If there had to be one work to describe Perfume Genius, the stage name of Mike Hadreas, it might be “feral.” “Raw” is another close contender, but it seems too limiting, too focused on his work as a musician and a lyricist and not broad enough to encompass his movements or his presence onstage.
When Hadreas took over Friday afternoon at Outside Lands, he stood in a blue silk shirt and billowing black pants, moving back and forth with a gentle sway along the gentle piano melodies that open “Otherside,” the opener of his latest album, No Shape. His voice trembled, brimming with vulnerability. As the glittering majesty of the song’s chorus exploded behind him, guitars crescendoing alongside the still-soft piano, Hadreas began to writhe under its pressure, mouthing something indecipherable as he twisted the microphone around his body.
The moments when Hadreas stood front and center and sang out to the crowd plain and simple were few and far between. And when he did, these were truthfully some of the most boring moments of the show. It was when he meandered across the stage, twisting his body around every possible axis and moving with a brash unpredictability, that he shone as an artist. Some of his movements, such as when he gathered the microphone cord into his hands just to release it once more, may have felt purposeless, but that didn’t stop them from being wholly intriguing to watch.
For all his wild unpredictability, Hadreas wasn’t afraid to take moments to be gentle — or funny. “I’m going to do a more tender bop now. Soft bop. Baby bop,” he said, introducing “Valley.” He smirked. “Remember her? From ‘Barney’ ?” he asked.

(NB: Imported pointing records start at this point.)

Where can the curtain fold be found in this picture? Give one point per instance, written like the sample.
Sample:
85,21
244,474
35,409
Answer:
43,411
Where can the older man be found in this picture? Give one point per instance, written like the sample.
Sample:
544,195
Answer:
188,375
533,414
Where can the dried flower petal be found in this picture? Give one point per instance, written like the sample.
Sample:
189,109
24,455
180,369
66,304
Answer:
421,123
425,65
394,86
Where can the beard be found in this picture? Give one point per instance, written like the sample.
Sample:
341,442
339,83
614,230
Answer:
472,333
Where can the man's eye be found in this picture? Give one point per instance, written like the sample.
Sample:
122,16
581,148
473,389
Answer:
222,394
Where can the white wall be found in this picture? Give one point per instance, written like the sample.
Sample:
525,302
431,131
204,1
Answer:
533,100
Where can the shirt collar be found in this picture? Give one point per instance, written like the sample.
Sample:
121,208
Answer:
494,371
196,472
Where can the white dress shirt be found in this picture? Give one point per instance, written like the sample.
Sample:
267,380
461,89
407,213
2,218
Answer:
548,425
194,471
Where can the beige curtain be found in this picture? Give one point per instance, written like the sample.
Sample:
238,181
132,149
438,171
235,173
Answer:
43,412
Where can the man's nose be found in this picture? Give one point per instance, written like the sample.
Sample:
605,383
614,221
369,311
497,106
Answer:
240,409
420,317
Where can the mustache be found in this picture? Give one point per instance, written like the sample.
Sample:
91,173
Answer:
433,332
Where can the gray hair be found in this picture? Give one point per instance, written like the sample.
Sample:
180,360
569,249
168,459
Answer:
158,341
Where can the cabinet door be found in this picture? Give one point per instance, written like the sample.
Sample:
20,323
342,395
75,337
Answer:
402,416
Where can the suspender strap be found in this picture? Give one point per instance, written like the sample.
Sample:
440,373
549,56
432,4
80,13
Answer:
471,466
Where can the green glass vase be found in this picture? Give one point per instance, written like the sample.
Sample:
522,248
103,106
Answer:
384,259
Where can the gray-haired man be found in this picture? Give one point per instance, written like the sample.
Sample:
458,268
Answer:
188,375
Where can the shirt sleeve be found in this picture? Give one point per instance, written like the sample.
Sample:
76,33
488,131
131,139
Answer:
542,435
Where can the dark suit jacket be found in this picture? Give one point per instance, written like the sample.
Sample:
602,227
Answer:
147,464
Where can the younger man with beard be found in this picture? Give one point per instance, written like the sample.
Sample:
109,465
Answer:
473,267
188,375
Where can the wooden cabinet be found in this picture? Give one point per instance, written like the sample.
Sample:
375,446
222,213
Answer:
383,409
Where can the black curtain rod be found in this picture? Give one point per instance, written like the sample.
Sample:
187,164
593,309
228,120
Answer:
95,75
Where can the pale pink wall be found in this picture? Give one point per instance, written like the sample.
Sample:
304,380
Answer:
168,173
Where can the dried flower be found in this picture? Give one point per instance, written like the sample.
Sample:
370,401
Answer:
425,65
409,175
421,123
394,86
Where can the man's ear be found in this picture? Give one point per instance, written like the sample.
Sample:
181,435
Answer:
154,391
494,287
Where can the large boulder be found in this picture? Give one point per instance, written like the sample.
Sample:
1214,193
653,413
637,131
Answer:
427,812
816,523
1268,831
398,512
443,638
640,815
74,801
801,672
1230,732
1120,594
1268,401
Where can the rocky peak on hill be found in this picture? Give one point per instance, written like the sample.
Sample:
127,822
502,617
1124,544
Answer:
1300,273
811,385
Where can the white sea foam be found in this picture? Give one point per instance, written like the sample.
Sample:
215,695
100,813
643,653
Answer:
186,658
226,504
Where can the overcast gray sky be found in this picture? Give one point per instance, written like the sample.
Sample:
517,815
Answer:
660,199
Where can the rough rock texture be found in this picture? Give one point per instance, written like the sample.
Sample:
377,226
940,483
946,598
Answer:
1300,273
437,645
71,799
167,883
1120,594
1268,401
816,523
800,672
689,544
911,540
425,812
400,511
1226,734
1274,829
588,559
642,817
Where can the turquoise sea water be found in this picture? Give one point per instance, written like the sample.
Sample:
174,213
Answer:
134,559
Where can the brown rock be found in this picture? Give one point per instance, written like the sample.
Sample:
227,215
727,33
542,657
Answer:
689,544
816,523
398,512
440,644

The highlight of the set came with Hadreas’ cover of Mary Margaret O’Hara’s “Body’s in Trouble.” Instrumental chaos galloped behind Hadreas’ vocals as he breathed heavily, clicked his tongue and screamed into the microphone. He lurched across the stage, moving between throaty bellows and breathy sing-songs. By the time he finished, it was hard to believe that the song hadn’t been his all along.
Perfume Genius’ flair for a feral theatricality followed him straight through to the end of his set. As he danced off the stage in his grand exit, his band stayed behind to play him off, the grandiose sounds of guitar reverb continuing to wash over the stage in his wake.